Having been told “It might roll a few times but it’ll land on its feet,” Jalopnik has this theory … “An extremely low center of gravity (thanks to the battery-skateboard the whole car’s plopped on) makes rolling the Model X extremely difficult, but if it is turtled, the gull-style “falcon doors” have enough hinges in them that Tesla thinks the car will still be escapable.”

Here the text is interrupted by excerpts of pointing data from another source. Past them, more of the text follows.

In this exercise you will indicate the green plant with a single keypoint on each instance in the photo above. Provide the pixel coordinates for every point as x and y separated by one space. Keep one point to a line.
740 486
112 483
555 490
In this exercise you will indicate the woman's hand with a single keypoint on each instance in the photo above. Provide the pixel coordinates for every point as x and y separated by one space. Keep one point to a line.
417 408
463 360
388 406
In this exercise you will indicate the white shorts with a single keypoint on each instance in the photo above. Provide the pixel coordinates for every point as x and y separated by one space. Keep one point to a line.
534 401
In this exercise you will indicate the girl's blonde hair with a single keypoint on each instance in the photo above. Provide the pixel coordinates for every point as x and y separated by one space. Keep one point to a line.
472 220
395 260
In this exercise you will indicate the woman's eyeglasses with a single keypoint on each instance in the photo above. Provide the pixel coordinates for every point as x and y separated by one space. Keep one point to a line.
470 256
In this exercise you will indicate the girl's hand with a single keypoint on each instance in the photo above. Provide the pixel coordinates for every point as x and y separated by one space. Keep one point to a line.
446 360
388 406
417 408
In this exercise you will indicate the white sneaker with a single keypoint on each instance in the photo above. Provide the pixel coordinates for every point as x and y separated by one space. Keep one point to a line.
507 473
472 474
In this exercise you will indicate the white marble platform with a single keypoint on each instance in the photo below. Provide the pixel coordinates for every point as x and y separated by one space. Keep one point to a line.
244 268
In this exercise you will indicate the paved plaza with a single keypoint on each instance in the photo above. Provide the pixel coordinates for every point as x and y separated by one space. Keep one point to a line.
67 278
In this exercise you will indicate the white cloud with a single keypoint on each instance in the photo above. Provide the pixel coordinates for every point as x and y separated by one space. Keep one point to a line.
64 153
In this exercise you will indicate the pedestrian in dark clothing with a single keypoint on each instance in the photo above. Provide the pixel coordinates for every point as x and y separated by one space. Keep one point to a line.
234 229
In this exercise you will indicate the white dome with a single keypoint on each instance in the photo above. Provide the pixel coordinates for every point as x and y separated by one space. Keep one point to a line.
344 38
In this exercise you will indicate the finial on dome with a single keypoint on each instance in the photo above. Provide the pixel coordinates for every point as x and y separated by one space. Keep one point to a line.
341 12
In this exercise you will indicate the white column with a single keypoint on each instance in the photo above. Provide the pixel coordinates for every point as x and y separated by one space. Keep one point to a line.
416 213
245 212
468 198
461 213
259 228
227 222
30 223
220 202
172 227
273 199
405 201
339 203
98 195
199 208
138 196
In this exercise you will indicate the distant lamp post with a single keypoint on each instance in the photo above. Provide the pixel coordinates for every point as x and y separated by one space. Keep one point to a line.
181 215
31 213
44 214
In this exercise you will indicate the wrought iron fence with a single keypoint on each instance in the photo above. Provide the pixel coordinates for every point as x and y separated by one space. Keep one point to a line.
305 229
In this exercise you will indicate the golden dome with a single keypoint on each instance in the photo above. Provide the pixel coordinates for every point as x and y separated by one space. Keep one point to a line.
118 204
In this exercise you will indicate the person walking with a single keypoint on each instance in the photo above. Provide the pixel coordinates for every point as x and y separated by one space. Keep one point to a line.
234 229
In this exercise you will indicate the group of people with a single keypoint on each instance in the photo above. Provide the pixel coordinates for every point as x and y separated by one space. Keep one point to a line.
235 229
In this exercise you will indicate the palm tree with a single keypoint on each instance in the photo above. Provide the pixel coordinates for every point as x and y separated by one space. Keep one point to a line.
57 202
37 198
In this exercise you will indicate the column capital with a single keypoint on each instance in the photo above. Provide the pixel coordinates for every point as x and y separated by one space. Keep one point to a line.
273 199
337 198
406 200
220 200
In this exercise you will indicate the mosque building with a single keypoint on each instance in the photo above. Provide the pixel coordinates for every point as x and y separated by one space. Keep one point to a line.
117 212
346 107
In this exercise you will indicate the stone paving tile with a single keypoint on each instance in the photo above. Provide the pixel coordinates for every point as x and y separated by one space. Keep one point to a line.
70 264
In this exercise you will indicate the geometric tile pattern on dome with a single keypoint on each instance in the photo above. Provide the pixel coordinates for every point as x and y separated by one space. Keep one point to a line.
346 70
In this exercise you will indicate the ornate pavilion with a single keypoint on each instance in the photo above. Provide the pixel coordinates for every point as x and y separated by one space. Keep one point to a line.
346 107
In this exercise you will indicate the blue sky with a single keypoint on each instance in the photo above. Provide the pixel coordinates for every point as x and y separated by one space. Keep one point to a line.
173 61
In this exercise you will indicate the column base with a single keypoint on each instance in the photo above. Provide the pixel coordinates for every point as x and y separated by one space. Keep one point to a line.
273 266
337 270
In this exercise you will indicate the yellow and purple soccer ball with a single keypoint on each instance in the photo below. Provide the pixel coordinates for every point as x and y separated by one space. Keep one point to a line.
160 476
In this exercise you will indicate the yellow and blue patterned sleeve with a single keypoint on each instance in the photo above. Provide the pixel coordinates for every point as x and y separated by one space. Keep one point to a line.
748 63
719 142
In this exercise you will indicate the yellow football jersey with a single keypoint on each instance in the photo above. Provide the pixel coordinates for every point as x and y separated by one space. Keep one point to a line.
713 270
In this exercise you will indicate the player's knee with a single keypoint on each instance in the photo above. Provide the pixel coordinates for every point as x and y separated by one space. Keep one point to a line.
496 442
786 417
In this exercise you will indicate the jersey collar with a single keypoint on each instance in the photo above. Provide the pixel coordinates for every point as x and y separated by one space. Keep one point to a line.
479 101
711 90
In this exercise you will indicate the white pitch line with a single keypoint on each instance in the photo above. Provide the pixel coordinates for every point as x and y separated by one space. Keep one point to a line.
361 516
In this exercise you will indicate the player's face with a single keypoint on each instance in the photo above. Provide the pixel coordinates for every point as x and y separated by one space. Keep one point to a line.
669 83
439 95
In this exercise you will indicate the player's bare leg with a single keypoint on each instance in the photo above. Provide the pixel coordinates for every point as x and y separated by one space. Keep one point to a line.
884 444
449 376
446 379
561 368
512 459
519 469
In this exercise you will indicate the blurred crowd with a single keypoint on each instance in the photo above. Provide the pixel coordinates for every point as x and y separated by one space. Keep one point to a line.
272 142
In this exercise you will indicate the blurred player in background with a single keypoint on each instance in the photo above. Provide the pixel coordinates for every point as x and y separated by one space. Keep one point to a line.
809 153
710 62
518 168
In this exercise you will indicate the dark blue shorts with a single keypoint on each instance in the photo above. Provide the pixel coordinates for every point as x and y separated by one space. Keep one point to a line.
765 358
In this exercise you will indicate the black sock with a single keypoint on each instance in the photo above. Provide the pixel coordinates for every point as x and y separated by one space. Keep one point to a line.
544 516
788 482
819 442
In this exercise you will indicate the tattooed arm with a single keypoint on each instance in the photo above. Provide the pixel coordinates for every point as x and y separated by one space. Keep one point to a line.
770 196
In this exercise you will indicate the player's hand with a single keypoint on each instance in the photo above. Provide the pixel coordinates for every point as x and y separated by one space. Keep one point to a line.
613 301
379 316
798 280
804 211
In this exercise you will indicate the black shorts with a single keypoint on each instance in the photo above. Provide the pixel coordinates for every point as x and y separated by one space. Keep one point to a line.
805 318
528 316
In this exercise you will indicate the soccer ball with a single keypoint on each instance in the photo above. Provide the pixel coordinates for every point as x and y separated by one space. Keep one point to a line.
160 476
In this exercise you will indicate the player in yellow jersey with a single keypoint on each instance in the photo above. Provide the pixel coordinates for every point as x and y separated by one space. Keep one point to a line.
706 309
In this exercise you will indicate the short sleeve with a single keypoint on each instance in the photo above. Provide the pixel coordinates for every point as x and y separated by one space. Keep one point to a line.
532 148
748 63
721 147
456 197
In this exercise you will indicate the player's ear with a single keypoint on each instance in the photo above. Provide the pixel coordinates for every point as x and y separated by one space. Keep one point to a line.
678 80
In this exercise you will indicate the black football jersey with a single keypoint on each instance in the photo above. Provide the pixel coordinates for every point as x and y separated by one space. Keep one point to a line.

HEPA AND BIO-WEAPON PROTECTION: occupants are protected from air-borne bacterial and viral harm with a  HEPA (High-Efficiency Particulate Arrestance) cabin air filter – the only one in any car -according to Musk.  Tesla actually created a ‘bioweapon defense mode” within the HVAC system.

FASTER THAN CRAP!  The Tesla Model X features two motors. Front one is rated to 259 horsepower, the rear is 503. Together they produce a neck-snapping  713 lb-ft of torque which gets you 0-60 time in a shade over 3 seconds – check that against the best from Italy, Germany or GB – and an 11.7-second quarter mile.  But you gotta be in “Ludicrous” mode.  Are you going to spend $140K and never use the “Ludicrous” mode? [option]

VOLUME GOES TO 11: Enough said.  Sound system goes to 11.  Seventeen speakers, 550 watts.  Loud even when you’re 15 feet away from the car.

HOW FAR BEFORE LIGHTS GO OUT: 257-mile max range.